Where o where is the click-bait-bot known as @OtherMichael


#11

Ah god that’s so much better! Thank you.


#12

Off in the corner, rocking, sucking his thumb, and very certainly not being jealous.


#13

Some websites are in danger of becoming Click-o-trons.


#14

It’s ok.


#15

There’s something really pleasing to me about reading this stuff. Like, by breaking clickbait down into a slush it becomes easier to digest. Without any real context all that’s left is the pure essence, more easily studied. Examples:

A man was arrested after reportedly spending hours on the streets of an online video for his latest film “How to fight the British Music.” He was killed by an in-flight officer on last night’s episode

Difficulty distinguishing between real and fantasy violence.

A black and white girl is accused…

Race is relevant if the story is criminal in nature.


#16

Really not the first. The AP has had a robot writing articles for a while now. The system is basically used for stock market and sports reporting- Articles which are mostly just straight data with a few adjectives thrown in.

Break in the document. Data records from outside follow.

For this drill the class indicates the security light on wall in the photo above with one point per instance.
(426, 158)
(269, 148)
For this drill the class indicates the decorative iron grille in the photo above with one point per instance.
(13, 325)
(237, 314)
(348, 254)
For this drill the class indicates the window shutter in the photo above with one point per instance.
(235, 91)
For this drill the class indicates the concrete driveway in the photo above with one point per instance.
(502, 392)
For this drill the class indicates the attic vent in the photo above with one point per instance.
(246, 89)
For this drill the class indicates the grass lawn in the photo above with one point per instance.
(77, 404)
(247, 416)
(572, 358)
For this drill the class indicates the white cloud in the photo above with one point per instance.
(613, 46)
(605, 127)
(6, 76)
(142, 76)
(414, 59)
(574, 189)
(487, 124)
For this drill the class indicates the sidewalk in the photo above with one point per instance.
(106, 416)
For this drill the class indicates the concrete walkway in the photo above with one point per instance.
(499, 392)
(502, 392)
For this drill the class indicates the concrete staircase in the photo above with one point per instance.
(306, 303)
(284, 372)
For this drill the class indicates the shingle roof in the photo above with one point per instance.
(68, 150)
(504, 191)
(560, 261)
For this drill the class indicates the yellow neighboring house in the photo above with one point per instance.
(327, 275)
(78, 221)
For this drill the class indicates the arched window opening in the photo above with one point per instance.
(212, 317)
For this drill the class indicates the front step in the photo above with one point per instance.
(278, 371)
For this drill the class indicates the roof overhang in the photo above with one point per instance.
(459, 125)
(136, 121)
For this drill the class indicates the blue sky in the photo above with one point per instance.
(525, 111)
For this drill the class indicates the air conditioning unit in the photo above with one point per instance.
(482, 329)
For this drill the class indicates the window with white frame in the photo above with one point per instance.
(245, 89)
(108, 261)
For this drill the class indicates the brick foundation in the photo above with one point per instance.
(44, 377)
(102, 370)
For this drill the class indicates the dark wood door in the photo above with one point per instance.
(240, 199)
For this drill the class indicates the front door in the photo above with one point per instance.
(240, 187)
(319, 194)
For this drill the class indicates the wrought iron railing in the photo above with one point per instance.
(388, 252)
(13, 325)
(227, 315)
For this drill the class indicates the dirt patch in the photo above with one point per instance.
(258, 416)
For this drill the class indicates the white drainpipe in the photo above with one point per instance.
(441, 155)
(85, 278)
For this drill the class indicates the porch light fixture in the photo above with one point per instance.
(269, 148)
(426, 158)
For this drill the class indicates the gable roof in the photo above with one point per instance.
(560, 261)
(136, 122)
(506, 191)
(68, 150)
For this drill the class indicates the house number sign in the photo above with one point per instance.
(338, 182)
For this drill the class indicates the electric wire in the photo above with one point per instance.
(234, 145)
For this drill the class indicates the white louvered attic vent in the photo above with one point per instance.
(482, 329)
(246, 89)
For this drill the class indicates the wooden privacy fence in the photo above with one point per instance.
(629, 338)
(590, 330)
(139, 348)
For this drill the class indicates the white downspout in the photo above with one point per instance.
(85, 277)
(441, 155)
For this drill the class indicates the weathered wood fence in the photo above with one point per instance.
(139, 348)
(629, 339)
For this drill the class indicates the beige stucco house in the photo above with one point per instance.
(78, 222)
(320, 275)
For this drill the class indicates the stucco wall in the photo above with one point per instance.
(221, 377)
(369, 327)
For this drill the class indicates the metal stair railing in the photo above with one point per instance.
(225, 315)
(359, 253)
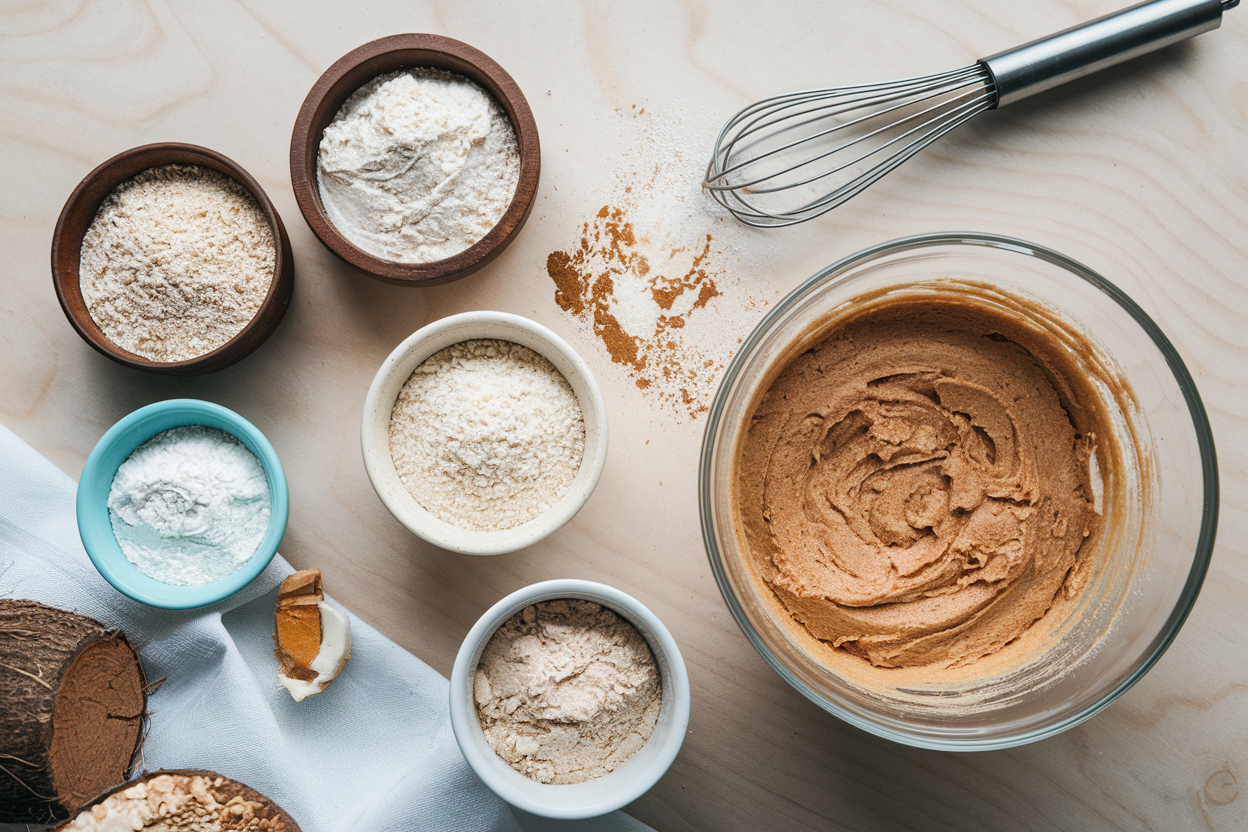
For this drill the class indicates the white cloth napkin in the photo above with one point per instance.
(372, 754)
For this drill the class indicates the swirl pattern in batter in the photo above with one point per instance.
(915, 489)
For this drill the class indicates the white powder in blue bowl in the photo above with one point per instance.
(190, 505)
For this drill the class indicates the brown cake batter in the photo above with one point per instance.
(915, 488)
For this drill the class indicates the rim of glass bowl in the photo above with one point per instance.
(1199, 423)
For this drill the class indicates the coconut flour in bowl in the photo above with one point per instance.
(417, 166)
(487, 434)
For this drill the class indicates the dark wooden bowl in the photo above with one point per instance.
(79, 212)
(388, 55)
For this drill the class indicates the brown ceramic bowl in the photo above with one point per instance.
(80, 210)
(388, 55)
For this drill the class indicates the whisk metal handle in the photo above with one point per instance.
(1050, 61)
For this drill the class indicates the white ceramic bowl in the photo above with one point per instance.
(398, 367)
(605, 793)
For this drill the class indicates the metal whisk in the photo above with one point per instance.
(796, 156)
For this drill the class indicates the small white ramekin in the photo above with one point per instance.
(398, 367)
(605, 793)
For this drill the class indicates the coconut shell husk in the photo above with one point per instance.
(73, 700)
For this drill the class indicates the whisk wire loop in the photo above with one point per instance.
(795, 156)
(770, 155)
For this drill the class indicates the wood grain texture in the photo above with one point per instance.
(1137, 172)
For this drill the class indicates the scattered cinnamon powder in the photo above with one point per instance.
(588, 285)
(657, 273)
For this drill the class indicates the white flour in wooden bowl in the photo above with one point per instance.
(487, 434)
(176, 262)
(417, 165)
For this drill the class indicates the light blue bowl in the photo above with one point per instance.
(112, 449)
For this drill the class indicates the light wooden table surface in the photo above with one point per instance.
(1138, 172)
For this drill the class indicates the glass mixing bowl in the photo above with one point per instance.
(1148, 565)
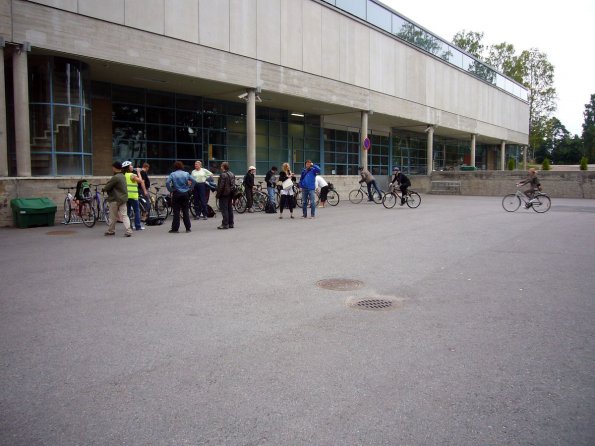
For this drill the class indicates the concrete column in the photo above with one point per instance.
(3, 143)
(430, 132)
(21, 113)
(503, 155)
(364, 135)
(251, 128)
(473, 137)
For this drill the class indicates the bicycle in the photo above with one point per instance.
(412, 198)
(332, 197)
(100, 205)
(357, 195)
(82, 209)
(160, 202)
(540, 202)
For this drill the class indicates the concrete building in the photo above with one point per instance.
(249, 81)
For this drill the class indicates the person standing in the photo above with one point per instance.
(144, 174)
(133, 182)
(271, 179)
(249, 188)
(179, 183)
(308, 186)
(402, 181)
(370, 181)
(324, 188)
(225, 187)
(287, 196)
(117, 197)
(200, 175)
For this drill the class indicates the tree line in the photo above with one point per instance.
(548, 138)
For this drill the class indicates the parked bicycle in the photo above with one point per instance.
(540, 202)
(393, 196)
(78, 210)
(100, 204)
(160, 202)
(357, 195)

There are also books produced using a similar process- One guy has “authored” over 1,000,000 of them.


#17

@responderbot: abortion, cats, feces


#18

@yeahnobot: yesorno?


#19

Philip M. Parker, Narative Science, et alia are primarily using different methods – sophisticated analysis + sophisticated templates, primarily – to create readable narrative from data. They’re doing pretty well, and making book. So to speak.

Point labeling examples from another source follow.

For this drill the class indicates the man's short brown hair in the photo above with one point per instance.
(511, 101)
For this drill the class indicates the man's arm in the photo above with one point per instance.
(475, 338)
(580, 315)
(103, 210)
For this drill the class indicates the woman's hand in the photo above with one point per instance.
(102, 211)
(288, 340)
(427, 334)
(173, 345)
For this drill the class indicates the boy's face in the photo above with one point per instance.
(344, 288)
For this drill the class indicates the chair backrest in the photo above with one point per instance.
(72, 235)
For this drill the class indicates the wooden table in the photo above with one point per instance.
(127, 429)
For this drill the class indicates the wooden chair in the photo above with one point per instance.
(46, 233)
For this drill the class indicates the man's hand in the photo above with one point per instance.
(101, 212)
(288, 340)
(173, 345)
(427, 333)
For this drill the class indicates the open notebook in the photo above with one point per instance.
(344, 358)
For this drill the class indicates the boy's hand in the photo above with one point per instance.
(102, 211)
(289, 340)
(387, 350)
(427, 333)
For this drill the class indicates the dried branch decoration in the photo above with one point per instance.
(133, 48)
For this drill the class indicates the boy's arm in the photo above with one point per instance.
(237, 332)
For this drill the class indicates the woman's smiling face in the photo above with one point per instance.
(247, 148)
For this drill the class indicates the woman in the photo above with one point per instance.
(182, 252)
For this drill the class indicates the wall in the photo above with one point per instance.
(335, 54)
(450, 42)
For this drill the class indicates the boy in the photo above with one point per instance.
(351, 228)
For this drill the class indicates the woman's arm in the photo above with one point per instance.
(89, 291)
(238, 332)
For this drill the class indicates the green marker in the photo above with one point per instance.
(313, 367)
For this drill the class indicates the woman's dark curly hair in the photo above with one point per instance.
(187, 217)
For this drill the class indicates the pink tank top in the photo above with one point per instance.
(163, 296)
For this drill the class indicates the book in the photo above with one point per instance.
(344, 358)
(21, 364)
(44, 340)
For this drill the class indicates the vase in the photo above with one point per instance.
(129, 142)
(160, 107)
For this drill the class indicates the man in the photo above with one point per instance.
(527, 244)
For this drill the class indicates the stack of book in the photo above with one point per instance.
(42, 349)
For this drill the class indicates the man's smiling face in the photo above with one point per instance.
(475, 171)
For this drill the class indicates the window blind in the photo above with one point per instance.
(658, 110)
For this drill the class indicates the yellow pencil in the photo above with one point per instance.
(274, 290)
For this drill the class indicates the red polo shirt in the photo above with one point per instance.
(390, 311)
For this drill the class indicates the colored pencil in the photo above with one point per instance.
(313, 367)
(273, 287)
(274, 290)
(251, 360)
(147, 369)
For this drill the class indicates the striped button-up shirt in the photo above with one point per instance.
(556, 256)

Click-o-Tron isn’t trying to produce a linear narrative – it’s using some sophisticated “dumb” methods to generate text that weaves back-and-forth from source material that it has been told are related… but aren’t all that related. Lingustically they are related, but at a larger level of atomicity the semantics break down, and this fun stuff is the result. It’s a smarter n-gram chain (that’s not a dig, and it might even be wrong, since I haven’t studied recurrent neural networks at all, yet.).

On-going is the third year of mad-science project known as NaNoGenMo - Nation Novel Generation Month - spend the month of November writing code to write 50,000 words.

It’s a “hopeless” goal, in that academics and professionals have spent literally decades on specific projects that have a hard time making a short story (but a collection of short stories counts!).


Full disclosure - As in previous years, I’m a participant - see https://github.com/dariusk/NaNoGenMo-2015/issues/14 and https://github.com/dariusk/NaNoGenMo-2015/issues/162


#20

Does this mean all those sites have been using human beings to write those headlines all this time?! There ought to be a law.